Simple question: is it stupid to run mongodb and elasticsearch on the same nodes within a cluster of three if you take care of mongodb's memory hunger using cgroups and ignore the aspect of concurring io?
Simple question: is it stupid to run mongodb and elasticsearch on the same nodes within a cluster of three if you take care of mongodb's memory hunger using cgroups and ignore the aspect of concurring io?
Warning
The question is light on facts like needed IOPS, RAM, and CPU, so the answer will be light on the same.
Generally speaking it's bad to put two IO/CPU/RAM intensive workloads on the same node, but I do have experience with working on Elasticsearch instances that share hosts with other databases (like Redis and PostgreSQL) that are separated by cgroups / LXC containers.
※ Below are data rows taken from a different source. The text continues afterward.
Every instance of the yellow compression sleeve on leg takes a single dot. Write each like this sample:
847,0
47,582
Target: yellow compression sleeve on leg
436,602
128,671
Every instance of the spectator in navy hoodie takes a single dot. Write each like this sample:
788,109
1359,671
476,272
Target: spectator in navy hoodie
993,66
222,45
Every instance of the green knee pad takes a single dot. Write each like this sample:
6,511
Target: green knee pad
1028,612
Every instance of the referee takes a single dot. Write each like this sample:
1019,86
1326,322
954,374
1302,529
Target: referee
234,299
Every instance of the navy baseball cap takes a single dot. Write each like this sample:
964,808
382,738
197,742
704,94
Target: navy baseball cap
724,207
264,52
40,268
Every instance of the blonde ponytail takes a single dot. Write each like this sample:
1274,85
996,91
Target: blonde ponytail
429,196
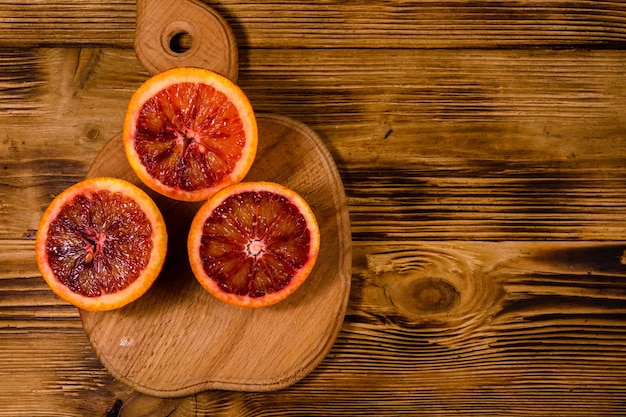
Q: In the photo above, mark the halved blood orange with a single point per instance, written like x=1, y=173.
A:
x=253, y=243
x=101, y=244
x=189, y=132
It can be done, and done well enough for a production workload, given enough raw resources. It's a simple matter of keeping watch on IO and RAM usage using standard system tools like vmstat, sar, iotop, etc. and etc. You'll need a few thousand IOPS potential, a few dozen GBs of RAM, and a dozen or so CPU cores, but it's a resonable architecture if you can afford some substantial host machines. Then again, if you can afford substantial enough hosts (for example, i2.4xls in Amazon-speak), then you can afford a larger pool of smaller instances (i2.xls) and run Elasticsearch and MongoDB separated from eachother and then be able to scale up in the future a spart of a better system design.